FNMI student changes big priority for WCPS

As First Nations, Metis and Inuit (FNMI) students’ needs rise further to the forefront of many educational initiatives

As First Nations, Metis and Inuit (FNMI) students’ needs rise further to the forefront of many educational initiatives, the Wolf Creek Public Schools (WCPS) board of trustees recently met with the division’s Wisdom and Guidance Committee to hear from the committee on their work.

The last time FNMI student success co-ordinator Sheila Hagemann visited the board, last spring, she spoke of the challenges FNMI students face within the division.

One of Hagemann’s primary focuses is to learn how to create successful transitions for FNMI students between grades and schools.

“Many of our students coming in are a little bit intimidated and don’t participate,” said Hagemann in her presentation to the WCPS board.

One of the many things the affected students felt was missing from their education, that would strengthen their abilities and responsiveness, was their culture. Hagemann said that is something the parents also wanted to see.

“Some of the parents fought to get their students here,” she said.

In providing as much support in all areas of education as she can, Hagemann developed three roles for herself within her vision. “I wanted to make sure that we’re engaging our learners. I wanted to build an educated capacity and I wanted to create pathways.”

She also focuses on building relations with the students in a face-to-face classroom setting and keep the FNMI student attendance consistent. ‘We know if there are students in the building, they’re learning.”

Within the division there are 548 FNMI students; 399 in the Ponoka area with 115 of them non-reserve.

At Ponoka Secondary Campus, there are 177, 46 non-reserve; 97 at Ponoka Elementary School with 46 not on reserves and at the Outreach School are 125 FNMI students, 51 non-reserve.

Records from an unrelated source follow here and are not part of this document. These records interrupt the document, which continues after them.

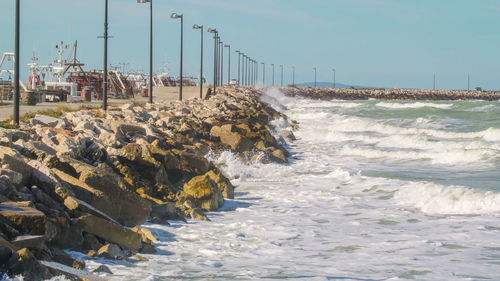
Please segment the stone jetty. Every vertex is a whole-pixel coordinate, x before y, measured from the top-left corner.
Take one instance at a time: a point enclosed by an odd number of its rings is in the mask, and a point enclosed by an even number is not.
[[[318,100],[500,100],[496,91],[413,90],[413,89],[358,89],[358,88],[304,88],[281,89],[288,96]]]
[[[100,280],[65,250],[144,261],[157,241],[145,222],[208,220],[235,189],[208,154],[287,162],[293,133],[280,136],[271,121],[297,124],[261,94],[227,87],[205,100],[37,115],[1,129],[0,272]]]

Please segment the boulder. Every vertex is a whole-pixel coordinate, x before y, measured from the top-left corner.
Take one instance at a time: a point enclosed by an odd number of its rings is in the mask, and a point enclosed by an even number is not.
[[[78,226],[83,231],[117,244],[124,249],[136,252],[141,247],[142,237],[140,234],[105,219],[85,215],[79,218]]]
[[[22,183],[27,184],[31,179],[31,167],[24,162],[21,155],[12,148],[0,146],[0,159],[2,167],[23,175]]]
[[[17,230],[33,235],[44,235],[47,222],[45,214],[33,208],[31,202],[3,202],[0,216],[6,218]]]
[[[224,177],[221,173],[217,173],[215,171],[209,171],[205,174],[210,177],[212,181],[215,182],[217,188],[222,191],[222,195],[227,199],[234,199],[234,185]]]
[[[171,202],[153,205],[151,217],[162,220],[184,220],[184,217],[175,208],[175,203]]]
[[[209,176],[198,176],[184,185],[183,193],[194,198],[196,205],[206,211],[215,211],[224,204],[222,192]]]
[[[52,253],[52,260],[57,263],[64,264],[66,266],[80,270],[85,269],[84,261],[73,258],[71,255],[67,254],[65,251],[61,249],[53,248],[51,249],[51,253]]]
[[[125,254],[115,244],[106,244],[97,251],[97,256],[105,259],[123,259]]]
[[[96,269],[92,270],[92,273],[105,273],[105,274],[113,274],[111,269],[105,265],[100,265]]]
[[[27,248],[30,250],[37,250],[45,243],[45,236],[43,235],[22,235],[12,240],[18,248]]]
[[[64,124],[64,120],[46,115],[37,114],[30,120],[32,125],[41,125],[43,127],[56,127],[59,124]]]
[[[271,159],[278,163],[288,163],[288,158],[285,155],[285,152],[281,149],[276,149],[271,154]]]
[[[70,160],[79,178],[61,171],[55,173],[72,186],[76,197],[87,202],[126,226],[143,224],[151,213],[151,204],[128,190],[116,174],[91,165]]]
[[[116,138],[146,135],[146,129],[140,125],[115,120],[108,121],[108,125],[115,132]]]
[[[14,275],[22,275],[25,280],[42,281],[52,278],[50,271],[40,264],[28,249],[15,252],[7,263]]]

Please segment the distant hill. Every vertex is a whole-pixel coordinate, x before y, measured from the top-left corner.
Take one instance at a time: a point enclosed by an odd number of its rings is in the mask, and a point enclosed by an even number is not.
[[[314,82],[306,82],[306,83],[300,83],[297,84],[297,87],[314,87]],[[332,82],[318,82],[317,83],[318,88],[332,88],[333,83]],[[347,84],[342,84],[342,83],[335,83],[335,88],[374,88],[374,87],[366,87],[366,86],[354,86],[354,85],[347,85]]]

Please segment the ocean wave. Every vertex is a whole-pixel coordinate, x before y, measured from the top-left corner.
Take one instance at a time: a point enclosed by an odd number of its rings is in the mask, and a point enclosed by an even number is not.
[[[410,183],[394,194],[400,205],[419,208],[427,214],[492,214],[500,212],[500,194],[462,186]]]
[[[455,165],[482,163],[485,160],[498,159],[499,155],[493,150],[443,150],[443,151],[409,151],[409,150],[381,150],[361,148],[346,145],[338,150],[341,155],[359,156],[364,158],[386,159],[397,161],[429,161],[433,164]]]
[[[426,135],[439,139],[484,139],[486,141],[500,141],[500,129],[488,128],[477,132],[454,132],[428,128],[403,128],[388,124],[387,121],[369,120],[356,117],[336,117],[334,123],[331,124],[331,129],[341,132],[376,132],[382,135]]]
[[[375,106],[389,108],[389,109],[416,109],[423,107],[431,107],[438,109],[450,109],[453,104],[445,103],[429,103],[429,102],[414,102],[414,103],[391,103],[391,102],[379,102]]]

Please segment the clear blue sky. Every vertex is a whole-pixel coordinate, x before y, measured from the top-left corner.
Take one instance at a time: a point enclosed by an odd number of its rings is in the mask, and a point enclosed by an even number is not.
[[[102,68],[104,0],[21,0],[22,65],[36,51],[52,60],[58,41],[78,40],[86,68]],[[148,69],[148,5],[110,1],[110,63]],[[0,3],[0,52],[13,51],[14,0]],[[297,81],[337,81],[380,87],[500,89],[498,0],[155,0],[155,70],[168,62],[178,75],[179,21],[185,16],[185,73],[197,75],[199,31],[215,27],[222,39],[258,61],[297,68]],[[206,34],[206,72],[213,40]],[[233,56],[236,62],[236,56]],[[235,64],[234,64],[235,65]],[[278,69],[278,68],[277,68]],[[233,74],[236,69],[233,68]],[[276,72],[278,75],[278,72]],[[267,70],[270,74],[270,68]],[[277,76],[278,77],[278,76]],[[268,81],[270,77],[268,76]]]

To help her impact those students, Hagemann formed the Wisdom and Guidance Committee, which is where a lot of the programming comes from. “This is our goal, for elders, parents, students and community members, alongside Wolf Creek division personnel, to meet and share ideas on how best to support students in programming,” she said. “We haven’t involved the students yet . . . we’re not there yet.”

Ponoka Elementary School principal Lois Spate sits on the committee as the representative of all the Ponoka WCPS principals and she says the programming Hagemann and the committee has created has made a lot of difference in her halls.

“Just talking about this way of being, how quickly it’s evolved to being a really meaningful experience for our students. It’s like magical Wednesday mornings in our school,” said Spate.

“I can’t believe we’ve waited so long to have this kind of support in our school,” she added.

In the future Hagemann and superintendent Larry Jacobs want to have similar programming, such as the Elders program, for the rest of the division. “Another part of our role is to bring as many First Nation, Metis and Inuit resources into the schools as possible,” Hagemann said.

Moving forward, Hagemann wants Chromebook funding for the FNMI students, however it would only apply to those living on reserves.

She also is going to look into late after school busing to allow the students living in the Maskwacis area the opportunity to participate in after school actives and hold jobs in Ponoka. She also wants a Registered Apprenticeship Program for FNMI students, employability preparation and safety tickets, and more parental involvement.

For funding, she is looking to the federal government for aid. “Every month I’ve scheduled a meeting with Blaine (Calkins, Wetaskiwin MP) and every month it’s been cancelled because he has other commitments,” Hagemann said.